Oscillations as observed in the MCDs are a feature of inertia. We can corroborate this fundamental principle by reconsidering the generalised Langevin equation in Eq. (1). According to Newton’s equation of motion, mass is the proportionality constant in the force/acceleration relation of a massive body. Such a second-order differential equation can be mathematically obtained from Eq. (1) by partial integration. We then find

$${\int}_{ - \infty }^t {\rm d}s\,{\cal M}^{(v)}(t - s)\ddot x(s) = - \gamma _0\dot x(t) - \kappa x(t) + f^{(v)}(t).$$

(18)

γ₀ is the friction coefficient at zero frequency, i.e. \(\gamma _0 \equiv {\int}_0^\infty {\rm d}t\,{{\Gamma }}^{(v)}(t)\), and \({\cal M}^{(v)}(t - s) \equiv - {\int}_{ - \infty }^s {\rm d}h\,{{\Gamma }}^{(v)}(t - h)\) is identified with the memory kernel of inertia.
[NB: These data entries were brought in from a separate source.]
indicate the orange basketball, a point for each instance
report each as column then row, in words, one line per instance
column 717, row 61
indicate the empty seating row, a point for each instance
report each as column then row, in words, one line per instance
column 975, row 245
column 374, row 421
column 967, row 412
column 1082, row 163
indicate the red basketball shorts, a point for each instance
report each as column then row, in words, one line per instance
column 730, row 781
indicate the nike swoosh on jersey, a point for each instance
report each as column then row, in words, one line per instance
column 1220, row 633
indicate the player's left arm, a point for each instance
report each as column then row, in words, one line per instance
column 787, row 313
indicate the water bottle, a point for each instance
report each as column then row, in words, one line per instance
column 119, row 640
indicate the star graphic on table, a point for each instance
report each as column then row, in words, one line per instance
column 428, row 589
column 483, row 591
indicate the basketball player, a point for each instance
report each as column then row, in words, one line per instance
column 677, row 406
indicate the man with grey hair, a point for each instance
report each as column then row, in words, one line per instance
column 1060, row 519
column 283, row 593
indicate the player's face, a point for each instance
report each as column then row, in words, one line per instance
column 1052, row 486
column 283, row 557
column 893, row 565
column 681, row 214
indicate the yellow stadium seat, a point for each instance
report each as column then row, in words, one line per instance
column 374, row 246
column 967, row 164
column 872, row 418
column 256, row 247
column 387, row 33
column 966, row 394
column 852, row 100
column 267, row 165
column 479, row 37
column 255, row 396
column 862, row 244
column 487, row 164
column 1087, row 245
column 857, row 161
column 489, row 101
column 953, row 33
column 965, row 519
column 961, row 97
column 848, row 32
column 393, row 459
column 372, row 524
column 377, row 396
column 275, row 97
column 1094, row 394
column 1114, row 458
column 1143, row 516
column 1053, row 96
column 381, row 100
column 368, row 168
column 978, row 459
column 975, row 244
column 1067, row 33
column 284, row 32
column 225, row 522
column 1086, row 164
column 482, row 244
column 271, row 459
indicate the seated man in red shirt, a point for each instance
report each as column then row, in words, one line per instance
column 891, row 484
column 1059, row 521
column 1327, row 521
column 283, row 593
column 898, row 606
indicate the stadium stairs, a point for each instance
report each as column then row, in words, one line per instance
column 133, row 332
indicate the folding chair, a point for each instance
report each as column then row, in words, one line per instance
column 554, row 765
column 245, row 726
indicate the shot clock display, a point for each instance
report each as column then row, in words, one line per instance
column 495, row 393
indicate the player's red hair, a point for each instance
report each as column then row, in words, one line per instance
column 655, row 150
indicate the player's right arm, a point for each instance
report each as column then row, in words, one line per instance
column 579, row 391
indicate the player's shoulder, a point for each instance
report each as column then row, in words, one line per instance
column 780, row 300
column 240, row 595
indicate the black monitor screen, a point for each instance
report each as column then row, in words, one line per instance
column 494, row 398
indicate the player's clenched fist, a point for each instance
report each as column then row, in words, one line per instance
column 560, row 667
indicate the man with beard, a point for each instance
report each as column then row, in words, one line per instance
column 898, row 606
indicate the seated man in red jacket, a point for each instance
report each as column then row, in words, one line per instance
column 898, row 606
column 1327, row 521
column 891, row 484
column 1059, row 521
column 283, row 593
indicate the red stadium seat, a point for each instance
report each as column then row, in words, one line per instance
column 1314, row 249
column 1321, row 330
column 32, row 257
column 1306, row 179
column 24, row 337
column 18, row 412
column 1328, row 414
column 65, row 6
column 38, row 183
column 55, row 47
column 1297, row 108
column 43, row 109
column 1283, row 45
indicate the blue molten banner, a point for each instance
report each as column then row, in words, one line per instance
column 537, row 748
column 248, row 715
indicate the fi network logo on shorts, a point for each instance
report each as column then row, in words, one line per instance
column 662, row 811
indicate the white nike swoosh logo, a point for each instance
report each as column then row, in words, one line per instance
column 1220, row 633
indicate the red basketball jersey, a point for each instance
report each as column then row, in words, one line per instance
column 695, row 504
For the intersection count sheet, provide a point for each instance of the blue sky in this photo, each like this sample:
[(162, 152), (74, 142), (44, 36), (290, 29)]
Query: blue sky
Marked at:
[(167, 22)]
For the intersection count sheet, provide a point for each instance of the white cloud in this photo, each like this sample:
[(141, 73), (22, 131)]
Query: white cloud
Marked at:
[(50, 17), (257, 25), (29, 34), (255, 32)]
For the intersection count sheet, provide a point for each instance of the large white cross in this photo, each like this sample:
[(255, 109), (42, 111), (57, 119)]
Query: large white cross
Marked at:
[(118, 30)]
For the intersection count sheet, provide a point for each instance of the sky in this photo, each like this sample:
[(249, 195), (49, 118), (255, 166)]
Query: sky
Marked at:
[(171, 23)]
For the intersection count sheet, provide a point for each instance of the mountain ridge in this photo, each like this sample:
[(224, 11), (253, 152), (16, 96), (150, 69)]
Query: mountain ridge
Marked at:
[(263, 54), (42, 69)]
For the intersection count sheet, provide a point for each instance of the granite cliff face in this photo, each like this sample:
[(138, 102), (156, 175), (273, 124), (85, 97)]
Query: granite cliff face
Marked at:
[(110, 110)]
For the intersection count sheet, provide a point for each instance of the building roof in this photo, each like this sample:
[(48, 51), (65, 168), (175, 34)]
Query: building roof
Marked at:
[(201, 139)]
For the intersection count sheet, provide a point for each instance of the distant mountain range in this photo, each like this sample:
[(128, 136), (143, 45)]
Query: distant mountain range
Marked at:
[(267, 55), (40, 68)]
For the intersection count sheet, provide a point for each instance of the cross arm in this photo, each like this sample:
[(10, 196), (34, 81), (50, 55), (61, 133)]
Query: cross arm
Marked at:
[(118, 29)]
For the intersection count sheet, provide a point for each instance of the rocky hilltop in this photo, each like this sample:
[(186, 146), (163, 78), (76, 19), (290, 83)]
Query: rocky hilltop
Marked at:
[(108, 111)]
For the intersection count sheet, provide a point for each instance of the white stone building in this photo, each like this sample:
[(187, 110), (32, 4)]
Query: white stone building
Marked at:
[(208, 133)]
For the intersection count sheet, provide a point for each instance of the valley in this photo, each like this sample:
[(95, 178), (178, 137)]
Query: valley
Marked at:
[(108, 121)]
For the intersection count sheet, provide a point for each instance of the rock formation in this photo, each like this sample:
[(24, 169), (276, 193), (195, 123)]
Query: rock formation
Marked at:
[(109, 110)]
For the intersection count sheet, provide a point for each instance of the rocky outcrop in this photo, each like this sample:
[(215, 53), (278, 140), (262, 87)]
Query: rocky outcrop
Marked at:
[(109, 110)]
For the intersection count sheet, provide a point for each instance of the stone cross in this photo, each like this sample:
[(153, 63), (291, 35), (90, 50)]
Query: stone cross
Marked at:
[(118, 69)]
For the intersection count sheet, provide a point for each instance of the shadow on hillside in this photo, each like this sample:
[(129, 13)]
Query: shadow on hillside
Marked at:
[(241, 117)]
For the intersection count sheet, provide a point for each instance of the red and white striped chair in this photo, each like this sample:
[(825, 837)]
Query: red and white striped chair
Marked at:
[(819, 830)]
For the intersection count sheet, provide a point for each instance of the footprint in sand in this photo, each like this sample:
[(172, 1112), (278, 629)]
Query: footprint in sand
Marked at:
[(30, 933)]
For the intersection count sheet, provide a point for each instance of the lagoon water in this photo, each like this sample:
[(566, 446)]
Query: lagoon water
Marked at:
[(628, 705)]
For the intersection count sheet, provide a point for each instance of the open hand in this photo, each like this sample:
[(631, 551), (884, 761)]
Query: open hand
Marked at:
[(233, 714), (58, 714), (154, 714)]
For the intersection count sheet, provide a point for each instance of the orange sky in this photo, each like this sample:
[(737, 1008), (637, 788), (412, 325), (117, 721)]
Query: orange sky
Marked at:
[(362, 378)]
In this description, the memory of the system is now related to inertial effects while the friction coefficient is time-independent and reduces to the long-time value γ₀. By mimicking Newton’s equation of motion, we may define the mass of the particle as the zero-frequency contribution of \(\tilde {\cal M}(\omega )\) and obtain for the memory kernel in Eq. (10),

$$m \equiv {\int}_{0}^\infty {\rm d}t\,{\cal M}^{(v)}(t) = - \left( {\gamma _0 - \gamma _\infty - \mathop {\sum}\limits_i {\gamma _i} } \right)\tau - \mathop {\sum}\limits_i {\gamma _i\tau _i} .$$

(19)

In equilibrium, the memory kernel Γ⁽⁰⁾ in Eq. (10) is a sum of positive exponentially decaying functions and therefore m strictly takes a negative value. In non-equilibrium; however, for the simple model of two exponential functions (cf. Eq. (5)), m may be positive if the amplitude γ₁ is negative and the relaxation time τ₁ associated with this negative part of the friction kernel is larger than the relaxation time of the positive exponential function. For instance, we find m = 2.1 g for the parameters used for Wi = 0.04 in Table 1.

Data availability

The data that support the findings of this study are available from the corresponding author upon reasonable request.